Germán Ávila, Colombia’s finance minister and the Petro administration’s transition coordinator, ordered his team to suspend the handover process in response to de la Espriella’s suspension. Vice President-elect Restrepo’s team has continued its financial audits of the Colombian state independently — but the structured institutional handover through which an incoming government normally learns the detailed operational state of every ministry it is about to inherit has stopped.
The Annulment Lawsuit
Hovering over all of it is a pending lawsuit before Colombia’s Council of State — the country’s highest administrative tribunal — seeking to annul the June 21 runoff result and block the August 7 inauguration entirely.
The far-left Historic Pact coalition announced it would file a lawsuit demanding the annulment of the 2026 presidential runoff, alleging “irregularities” during the vote count.
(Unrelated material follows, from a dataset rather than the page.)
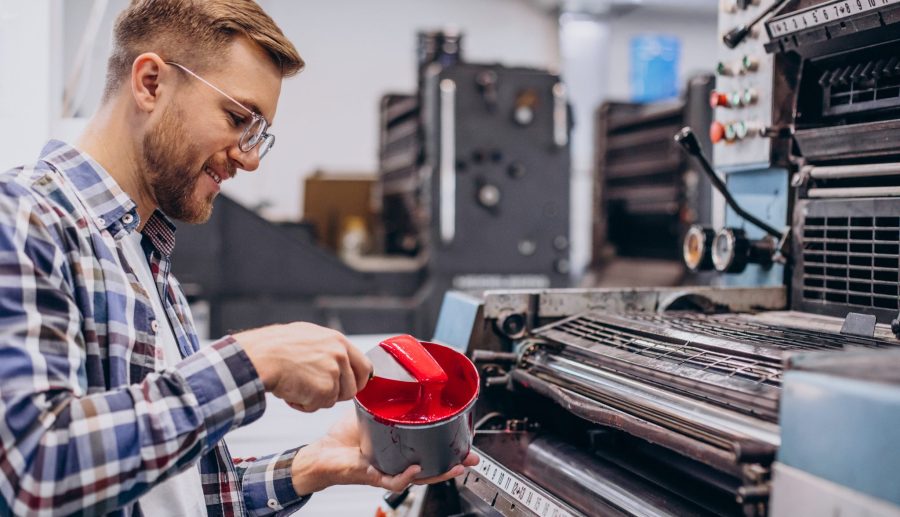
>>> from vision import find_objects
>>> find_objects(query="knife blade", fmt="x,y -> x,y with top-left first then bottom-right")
366,345 -> 418,382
Petro has said he will present evidence that de la Espriella “was elected from abroad, with nonexistent votes” — repeating his unsubstantiated allegation that Israeli companies manipulated the vote count algorithmically.
Colombia’s Attorney General Gregorio Eljach has already stated that “there is no evidence of fraud.” The National Electoral Council certified de la Espriella as president-elect on June 24. International observers from the OAS, the EU, and the UN found no evidence of systematic fraud.
The Council of State has not yet ruled. The legal path looks narrow, though. Annulling a certified presidential result weeks before inauguration would be an extraordinary step, and most analysts see it as a long shot rather than a likely outcome.
What Petro Is Actually Doing
Taken together — the fraud allegations, the transition suspension, the annulment lawsuit, and today’s inauguration venue veto — Petro’s conduct since June 21 follows a recognizable pattern. Each individual action has a legal or procedural basis. Each is being deployed in a manner designed not to succeed on its legal merits but to delegitimize, delay, and complicate a transfer of power that the country’s electoral institutions have formally completed.
The fraud allegations have been rejected by the attorney general and by international observers. The Council of State is unlikely to annul a certified presidential result without evidence of the systematic manipulation Petro alleges.
The inauguration will almost certainly take place before Congress, as the law requires, rather than at a military base, as de la Espriella preferred. But Petro is not trying to win these fights. He is trying to make the point — to his supporters, to history, and to the institutions that will govern Colombia after he leaves — that the transfer of power he is overseeing is illegitimate.
The venue fight is not about where de la Espriella takes his oath. It is about whether Petro will leave office having conceded that his successor was legitimately chosen. Petro said he would leave empty chairs at the handover table, insisting the transfer of power is owed to the public and would proceed by law until his term ends in August.
August 7 is 25 days away. Colombia’s institutions have weathered this kind of pressure before. The question is not whether the inauguration will happen — it will. The question is what shape Colombia’s democratic institutions are in when it does.